As families come to us and invite us into the sacred space of their own becoming, we are called to be both compassionate and hospitable. There is a strong interface between ourselves as persons and ourselves as professionals engaged in a therapeutic process with our clients. We as therapists need to maintain an attitude of respect, gratitude, and generosity towards those with whom we are privileged to work. We need to deal with our own prejudices and anxieties that may emerge in the therapeutic relationship. These become questions of our own spirituality.
Some questions family therapists may use with clients, which can be useful in discussions about spirituality, pertain to questions of meaning and to a sense of wholeness. A few of these are:
what nurtures your spirit? (a very general question; responses includes everything from prayer, scripture reading, worship; to being with friends, walking in nature, gardening; to music, art, theatre; to making love, looking, laughter).
what gives you meaning? (a question which may appeal to more cognitively oriented people; responses may range from the arts, to relationships, to God; to learning, to problem solving, to Amy cultural identity).
what gives you a sense of rootedness? (a question which may appeal to those who are concrete thinkers, and who are physically and sensory oriented; responses may describe things in organic, sensory terms — such as growing things, having a family meal, curling up in bed with a good book, fishing at my cottage.).

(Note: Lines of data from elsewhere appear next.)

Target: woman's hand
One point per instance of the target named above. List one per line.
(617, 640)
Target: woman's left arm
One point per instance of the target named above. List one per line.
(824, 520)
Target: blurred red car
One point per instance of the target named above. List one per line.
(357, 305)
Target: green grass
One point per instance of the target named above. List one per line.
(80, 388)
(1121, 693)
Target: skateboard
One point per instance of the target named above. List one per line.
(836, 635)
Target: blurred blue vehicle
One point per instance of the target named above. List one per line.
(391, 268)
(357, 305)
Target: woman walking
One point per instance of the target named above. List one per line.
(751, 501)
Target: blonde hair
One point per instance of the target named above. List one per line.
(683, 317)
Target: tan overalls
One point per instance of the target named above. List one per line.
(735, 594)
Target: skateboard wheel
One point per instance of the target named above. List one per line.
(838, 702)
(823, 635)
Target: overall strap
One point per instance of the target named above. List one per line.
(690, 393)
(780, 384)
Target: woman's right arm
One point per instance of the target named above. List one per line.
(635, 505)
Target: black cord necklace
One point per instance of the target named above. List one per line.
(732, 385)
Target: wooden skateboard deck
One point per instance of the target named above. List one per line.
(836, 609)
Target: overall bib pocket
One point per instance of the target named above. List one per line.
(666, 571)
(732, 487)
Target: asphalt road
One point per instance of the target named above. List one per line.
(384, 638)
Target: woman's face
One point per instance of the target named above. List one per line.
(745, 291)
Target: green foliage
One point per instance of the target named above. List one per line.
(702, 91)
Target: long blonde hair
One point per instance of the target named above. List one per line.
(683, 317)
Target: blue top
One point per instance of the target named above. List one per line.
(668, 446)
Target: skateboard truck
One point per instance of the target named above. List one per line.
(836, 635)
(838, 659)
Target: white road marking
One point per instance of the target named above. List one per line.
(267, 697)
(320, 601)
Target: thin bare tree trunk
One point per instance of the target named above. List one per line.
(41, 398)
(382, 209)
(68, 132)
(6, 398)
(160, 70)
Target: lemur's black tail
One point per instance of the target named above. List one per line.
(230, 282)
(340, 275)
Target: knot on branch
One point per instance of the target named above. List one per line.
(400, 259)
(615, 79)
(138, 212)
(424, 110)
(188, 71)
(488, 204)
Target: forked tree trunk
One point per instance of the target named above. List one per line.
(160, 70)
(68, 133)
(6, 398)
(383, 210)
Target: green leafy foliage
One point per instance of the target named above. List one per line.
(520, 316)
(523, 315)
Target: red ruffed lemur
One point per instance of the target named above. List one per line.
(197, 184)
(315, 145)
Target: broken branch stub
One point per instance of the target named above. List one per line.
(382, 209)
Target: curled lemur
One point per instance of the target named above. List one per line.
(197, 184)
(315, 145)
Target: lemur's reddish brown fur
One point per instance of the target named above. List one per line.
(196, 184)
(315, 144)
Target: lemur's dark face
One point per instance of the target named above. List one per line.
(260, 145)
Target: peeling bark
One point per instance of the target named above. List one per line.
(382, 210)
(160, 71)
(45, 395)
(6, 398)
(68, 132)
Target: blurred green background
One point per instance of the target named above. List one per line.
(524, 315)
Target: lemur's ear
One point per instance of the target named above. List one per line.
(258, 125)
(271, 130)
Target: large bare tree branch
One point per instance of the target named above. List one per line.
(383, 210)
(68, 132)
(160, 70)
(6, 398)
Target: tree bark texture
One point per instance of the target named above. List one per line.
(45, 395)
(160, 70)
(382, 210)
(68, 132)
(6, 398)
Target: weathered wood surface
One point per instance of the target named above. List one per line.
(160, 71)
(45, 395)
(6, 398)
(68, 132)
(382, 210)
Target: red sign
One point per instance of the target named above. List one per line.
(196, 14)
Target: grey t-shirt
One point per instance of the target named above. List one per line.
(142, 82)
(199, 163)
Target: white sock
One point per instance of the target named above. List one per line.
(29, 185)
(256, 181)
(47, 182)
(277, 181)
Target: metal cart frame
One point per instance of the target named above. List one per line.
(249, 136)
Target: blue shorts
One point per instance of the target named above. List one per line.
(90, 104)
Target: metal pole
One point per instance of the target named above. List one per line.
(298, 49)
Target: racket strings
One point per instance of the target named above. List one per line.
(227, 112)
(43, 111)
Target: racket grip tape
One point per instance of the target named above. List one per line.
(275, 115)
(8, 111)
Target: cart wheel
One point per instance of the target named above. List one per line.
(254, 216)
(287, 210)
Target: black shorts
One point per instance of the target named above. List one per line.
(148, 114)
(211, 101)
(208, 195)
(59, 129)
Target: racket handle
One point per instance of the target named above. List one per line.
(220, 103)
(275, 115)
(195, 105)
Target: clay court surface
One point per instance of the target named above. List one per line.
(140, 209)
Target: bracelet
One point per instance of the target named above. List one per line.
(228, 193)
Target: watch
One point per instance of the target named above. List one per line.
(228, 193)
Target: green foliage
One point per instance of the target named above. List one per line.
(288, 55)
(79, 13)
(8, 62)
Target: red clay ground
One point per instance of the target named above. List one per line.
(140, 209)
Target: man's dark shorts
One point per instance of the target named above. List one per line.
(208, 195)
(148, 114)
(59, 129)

what gives you joy? (a question which may resonate with feeling oriented people, and links to areas of giftedness and to their values of love, connectedness, community; responses may include w comments such as: doing something that helps someone, to playing with my children, to celebrating special events with friends).

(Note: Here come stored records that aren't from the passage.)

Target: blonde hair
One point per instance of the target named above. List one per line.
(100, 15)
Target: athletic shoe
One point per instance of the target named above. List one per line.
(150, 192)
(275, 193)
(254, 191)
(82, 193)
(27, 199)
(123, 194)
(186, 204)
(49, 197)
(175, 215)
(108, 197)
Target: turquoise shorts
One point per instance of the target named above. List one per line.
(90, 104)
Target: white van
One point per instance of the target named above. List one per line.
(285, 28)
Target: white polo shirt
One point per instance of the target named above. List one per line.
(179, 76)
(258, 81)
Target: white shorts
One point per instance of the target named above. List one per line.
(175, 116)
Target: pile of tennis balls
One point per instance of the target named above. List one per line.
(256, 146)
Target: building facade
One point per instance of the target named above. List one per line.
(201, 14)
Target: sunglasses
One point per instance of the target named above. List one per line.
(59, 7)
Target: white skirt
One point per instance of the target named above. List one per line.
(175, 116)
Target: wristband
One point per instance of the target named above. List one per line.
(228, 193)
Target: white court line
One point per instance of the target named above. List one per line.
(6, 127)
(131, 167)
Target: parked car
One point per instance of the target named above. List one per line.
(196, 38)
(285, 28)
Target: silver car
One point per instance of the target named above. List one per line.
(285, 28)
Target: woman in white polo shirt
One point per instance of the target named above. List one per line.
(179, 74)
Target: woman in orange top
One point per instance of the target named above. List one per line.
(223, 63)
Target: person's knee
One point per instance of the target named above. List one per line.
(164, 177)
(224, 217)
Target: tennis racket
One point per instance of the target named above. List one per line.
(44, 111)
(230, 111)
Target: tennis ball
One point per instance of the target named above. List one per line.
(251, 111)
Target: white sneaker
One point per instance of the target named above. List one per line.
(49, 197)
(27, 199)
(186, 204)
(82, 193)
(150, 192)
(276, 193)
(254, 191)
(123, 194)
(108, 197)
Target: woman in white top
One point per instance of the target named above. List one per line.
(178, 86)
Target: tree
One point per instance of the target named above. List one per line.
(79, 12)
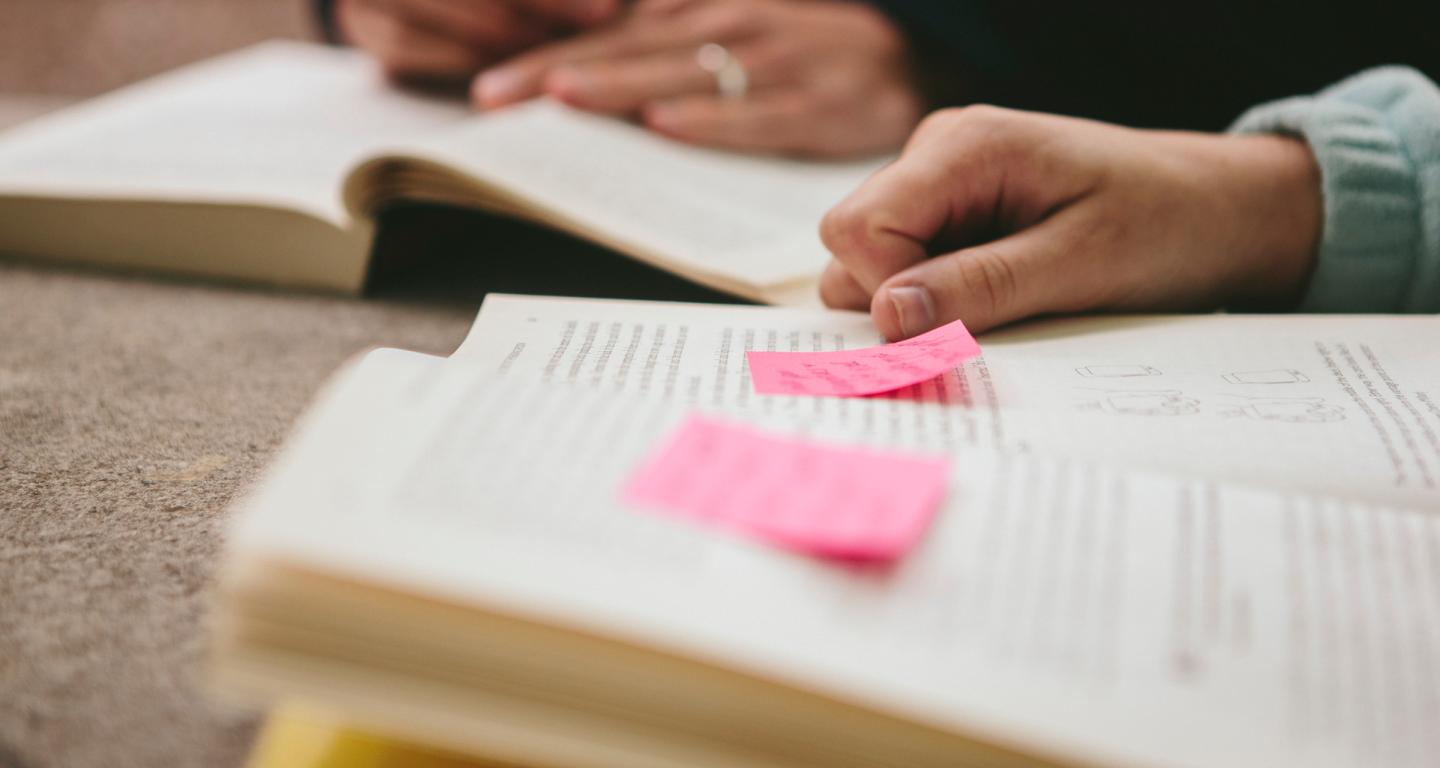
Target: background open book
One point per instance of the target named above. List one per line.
(271, 164)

In working with couples and families, it can be a wonderful experience to hear varied responses to these questions from different members, and frequently people are surprised and intrigued by the way their partner or children may answer!

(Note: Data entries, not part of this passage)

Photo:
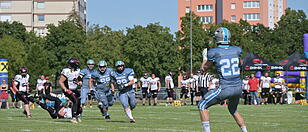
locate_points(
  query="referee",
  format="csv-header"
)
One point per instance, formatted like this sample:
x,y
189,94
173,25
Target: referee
x,y
204,82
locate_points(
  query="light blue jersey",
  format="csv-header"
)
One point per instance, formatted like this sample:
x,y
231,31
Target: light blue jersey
x,y
86,73
103,80
123,78
227,61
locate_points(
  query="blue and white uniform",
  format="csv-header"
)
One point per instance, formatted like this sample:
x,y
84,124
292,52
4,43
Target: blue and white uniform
x,y
103,89
127,94
86,73
227,61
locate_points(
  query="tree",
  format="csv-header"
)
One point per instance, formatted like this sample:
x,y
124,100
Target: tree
x,y
64,41
14,50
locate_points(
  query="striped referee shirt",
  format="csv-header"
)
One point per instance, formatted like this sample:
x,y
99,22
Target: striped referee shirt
x,y
204,80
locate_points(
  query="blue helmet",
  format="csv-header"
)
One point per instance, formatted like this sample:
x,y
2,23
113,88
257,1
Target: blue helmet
x,y
119,63
222,35
102,63
90,61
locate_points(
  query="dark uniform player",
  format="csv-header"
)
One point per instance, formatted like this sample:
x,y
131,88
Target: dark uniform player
x,y
227,60
69,80
104,89
57,111
21,88
124,79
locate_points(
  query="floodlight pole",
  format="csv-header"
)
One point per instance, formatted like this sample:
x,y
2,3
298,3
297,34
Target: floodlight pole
x,y
190,36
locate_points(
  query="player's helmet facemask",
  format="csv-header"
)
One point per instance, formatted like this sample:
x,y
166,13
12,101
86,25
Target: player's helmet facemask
x,y
102,66
73,63
23,71
222,36
90,64
120,66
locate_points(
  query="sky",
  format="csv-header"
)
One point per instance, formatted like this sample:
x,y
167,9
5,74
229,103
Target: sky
x,y
120,14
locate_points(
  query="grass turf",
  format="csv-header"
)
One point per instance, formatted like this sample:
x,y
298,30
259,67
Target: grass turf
x,y
269,118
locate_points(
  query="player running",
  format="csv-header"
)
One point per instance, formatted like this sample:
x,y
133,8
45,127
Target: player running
x,y
144,82
227,61
124,79
58,110
21,89
69,80
154,88
104,89
86,74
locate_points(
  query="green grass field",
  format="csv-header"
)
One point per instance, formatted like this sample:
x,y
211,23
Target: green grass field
x,y
269,118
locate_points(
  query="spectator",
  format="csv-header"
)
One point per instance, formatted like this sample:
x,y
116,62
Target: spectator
x,y
265,85
170,85
184,89
253,88
278,91
245,88
4,95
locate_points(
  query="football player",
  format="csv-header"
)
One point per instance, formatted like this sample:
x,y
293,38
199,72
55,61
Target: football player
x,y
184,89
69,80
57,111
124,79
21,88
144,82
227,61
154,88
86,74
104,89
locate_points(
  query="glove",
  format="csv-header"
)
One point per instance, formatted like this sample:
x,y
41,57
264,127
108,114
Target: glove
x,y
68,91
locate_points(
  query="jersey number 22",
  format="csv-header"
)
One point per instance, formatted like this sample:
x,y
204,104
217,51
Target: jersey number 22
x,y
230,67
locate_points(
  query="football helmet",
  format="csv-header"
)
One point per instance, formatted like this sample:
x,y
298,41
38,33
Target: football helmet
x,y
222,35
90,62
23,70
73,63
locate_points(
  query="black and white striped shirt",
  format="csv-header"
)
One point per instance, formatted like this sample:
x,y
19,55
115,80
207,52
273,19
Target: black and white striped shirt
x,y
204,80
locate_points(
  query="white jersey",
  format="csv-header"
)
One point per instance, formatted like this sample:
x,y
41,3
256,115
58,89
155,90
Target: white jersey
x,y
22,82
145,82
154,83
265,82
245,84
71,77
40,84
169,78
279,81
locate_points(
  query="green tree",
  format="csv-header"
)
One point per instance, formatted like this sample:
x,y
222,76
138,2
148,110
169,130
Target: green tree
x,y
14,50
64,41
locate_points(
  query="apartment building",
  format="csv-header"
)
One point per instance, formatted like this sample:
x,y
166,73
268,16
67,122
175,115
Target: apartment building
x,y
266,12
37,14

Therapists are often asked to sit with our clients darkness, often of despair and hopelessness in the face of life crises and pain, or of family breakdown or separation. Our challenge may then be to help facilitate the individuals, couples, and families with whom we work to draw on their deepest resources. This may includes helping them to mobilize change, to find community and support, and, ultimately, it may include encouraging them to find the hope that will sustain them in their journey.
References:
Baron,Renee & Wagele, Elizabeth. The Enneagram Made Easy, 1994
Butler, Katy, Spirituality Reconsidered: Facing the Limits of Psychotherapy, in Family Therapy Networker, Sept-Oct. 1990
Corey, G., Corey, M.S., Callanan, P. Issues and Ethics in the Helping Profession, 1998 (See especially chapter 3: Values and the Helping Relationship)
Doherty, W. Soul Searching: Why Psychotherapy must Promote Moral Responsibility, 1995
Goodall, Dr. Jane. As quoted in High Profile, Third Way, May 2001
Journal of Marital and Family Therapy, April 2000, Vol. 26, No. 2. See the following articles:
The spiritual genogram in family therapy (Marsha Wiggins Frame)
Spiritual Ecomaps: a new diagrammatic tool for assessing marital and family spirituality (David R. Hodge)
Spiritual Issues in Family Therapy: a graduate-level course (JoEllen Patterson, Martha Hayworth, Christie Turner, and Mary Raskin)
Olthius, James. The Beautiful Risk: A New Psychology of Loving and Being Loved, 2001
Thich Nhat Hanh. Peace is Every Step, 1990; The Miracle of Mindfulness, 1975.